慌てて否定する。別に誰かが座ってたわけでもないし、何より彼女が見せた暗い顔を見たくなかった。
とっさにそんな考えが浮かぶくらい、私は既に彼女の魅力に惹かれていた。

「あ、よかったぁ!じゃあ失礼しますね!」

そう言うと、彼女は私の二つ隣の席に座った。
隣じゃないのか…正直そう思ってしまった。
すぐさま何を考えているんだと頭を振り、スプーンに乗ったまま放置されていたプリンを口に入れる。
さっきより甘さを感じない気がする…というより、意識がだいぶ隣の少女に向いているようだ。
ちらりと横目で少女を見ると、彼女は何か食べたりするでもなく外を見ていた。

どうしてこんな夜にコンビニに?

そう聞くと彼女はこちらに笑顔を向けながら答えた。

「ここのコンビニのオーナーが私の知り合いなんです。
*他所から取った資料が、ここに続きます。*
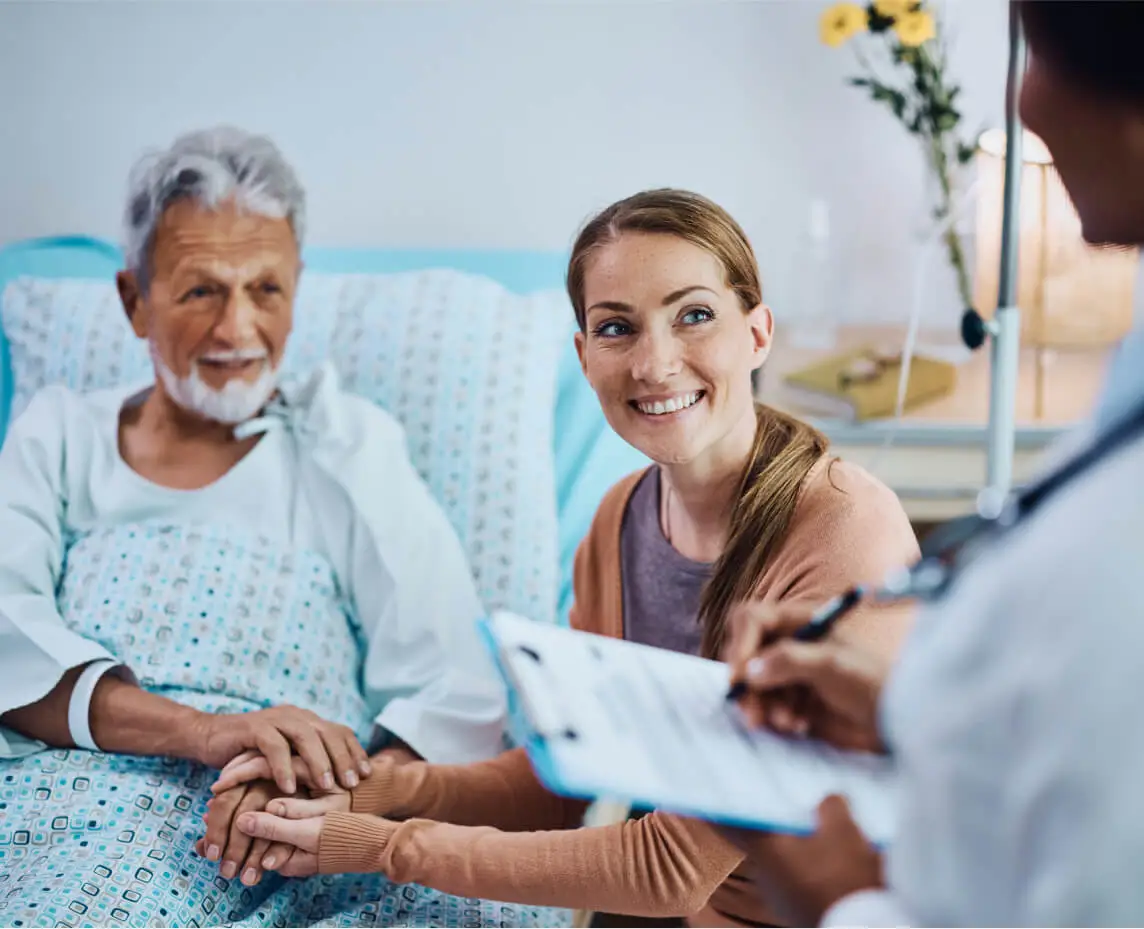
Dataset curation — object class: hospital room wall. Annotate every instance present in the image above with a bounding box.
[0,0,1029,324]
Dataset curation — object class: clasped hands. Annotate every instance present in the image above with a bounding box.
[196,707,416,887]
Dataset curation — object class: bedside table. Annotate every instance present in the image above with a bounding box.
[757,327,1111,530]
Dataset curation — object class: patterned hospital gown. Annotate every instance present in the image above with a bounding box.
[0,523,569,927]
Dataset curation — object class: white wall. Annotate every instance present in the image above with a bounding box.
[0,0,1006,320]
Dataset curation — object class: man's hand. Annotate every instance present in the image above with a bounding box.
[237,801,326,878]
[720,796,884,926]
[725,603,890,752]
[210,743,421,793]
[196,706,371,794]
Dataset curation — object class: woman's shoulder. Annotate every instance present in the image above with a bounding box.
[791,454,917,557]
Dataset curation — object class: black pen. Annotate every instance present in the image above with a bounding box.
[726,587,866,700]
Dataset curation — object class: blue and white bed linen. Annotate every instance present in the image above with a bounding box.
[0,521,567,927]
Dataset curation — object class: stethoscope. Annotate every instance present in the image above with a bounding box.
[871,403,1144,602]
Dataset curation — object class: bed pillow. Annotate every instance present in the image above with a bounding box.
[0,270,571,621]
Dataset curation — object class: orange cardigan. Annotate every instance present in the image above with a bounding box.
[318,460,917,926]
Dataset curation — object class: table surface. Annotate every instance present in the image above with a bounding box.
[758,327,1111,447]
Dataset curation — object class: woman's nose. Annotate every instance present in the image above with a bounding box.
[631,333,681,384]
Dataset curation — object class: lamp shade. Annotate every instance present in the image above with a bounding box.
[974,129,1139,348]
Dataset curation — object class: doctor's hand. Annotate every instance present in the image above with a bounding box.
[724,603,901,752]
[720,796,884,926]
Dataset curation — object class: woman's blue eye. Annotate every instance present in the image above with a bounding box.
[595,320,631,339]
[681,307,715,326]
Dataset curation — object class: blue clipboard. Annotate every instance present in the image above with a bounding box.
[478,613,896,845]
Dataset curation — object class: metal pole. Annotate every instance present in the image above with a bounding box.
[986,3,1025,501]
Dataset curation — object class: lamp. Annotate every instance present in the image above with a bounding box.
[974,129,1138,419]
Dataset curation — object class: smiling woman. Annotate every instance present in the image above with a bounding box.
[216,190,917,926]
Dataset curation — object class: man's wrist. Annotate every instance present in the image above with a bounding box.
[162,705,214,764]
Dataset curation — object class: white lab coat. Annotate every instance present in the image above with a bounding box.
[823,388,1144,926]
[0,367,506,763]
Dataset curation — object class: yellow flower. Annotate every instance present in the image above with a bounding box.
[818,3,866,48]
[874,0,917,19]
[893,10,937,48]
それで、好きに居ていいって言われてるんです。だから、たまに公園みたいな感じで来てるんです。エアコンも効いてますしね!それと…」

彼女は頬を赤らめながら続けた。

「誰か素敵な人に会いたくて…とか……
#9825;」

突然私は捕食者の目に見つめられ、心臓の鼓動が早くなっているのをはっきりと感じた。
さらには体温も上がり、スプーンを握っている右手も机の上に置いてる左手もじっとりと手汗が滲んでいた。
そんな私を無視して、最初の明るい少女の顔に戻った彼女は私のプリンに視線を向けた。